An Important Exception

The ultra-rich can easily afford to self-insure, meaning the ones most harmed by large LTC costs (sans insurance) often can’t afford it. In my view, there is a sweet spot where it may make sense to buy the insurance: a couple who doesn’t own a home and is relying heavily on their nest egg for lifetime income.

Let’s say that Tony and Susan, aged 75 and 70, are renting a great apartment and have a $1M nest egg. Tony has a stroke. They can either hire a LTC nurse, place Tony in a nursing home, or Susan can attempt to play caregiver. Spouses are generally advised not to inhabit the role of a full-time caregiver as it can be emotionally devastating, physically draining, and accelerate health problems due to higher stress levels.

The couple could pay for nursing care out of pocket from their nest egg. But if Tony dies 5 years later and they’ve spent $500,000 on LTC, that leaves Susan with the same rent expense and a portfolio that’s 50% of what it was pre-stroke. Since they don’t own a home, there’s no equity to tap into to assist in this situation. In other words, this puts them in a tough spot with no easy solution.
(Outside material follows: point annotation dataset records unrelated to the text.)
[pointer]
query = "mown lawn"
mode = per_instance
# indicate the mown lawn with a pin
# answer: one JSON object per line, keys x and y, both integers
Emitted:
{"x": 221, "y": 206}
Had they purchased even a modest long-term care insurance (LTCI) policy, they could have focused solely on Tony’s care without having to worry about Susan’s life after Tony dies.

Conclusion

Agents who sell LTCI policies may be chomping at the bit to prove me wrong as they’ve heard way more horror stories involving one’s lack of LTC readiness. There are also new products that have replaced traditional LTCI policies. They seem to like these “hybrid” policies that incorporate LTCI protection with life insurance, but I’m not much of a fan (at least so far, as they are still quite expensive). 

Am I suggesting that people simply roll the dice and take their chances? No. Everyone should at least know what a worst-case scenario could do to them financially and emotionally, and then pursue the avenue that makes the most sense for them. Until something better comes along, strategic self-insuring may work just fine for the vast majority of people who worry about what their future nursing costs will (or won’t) be.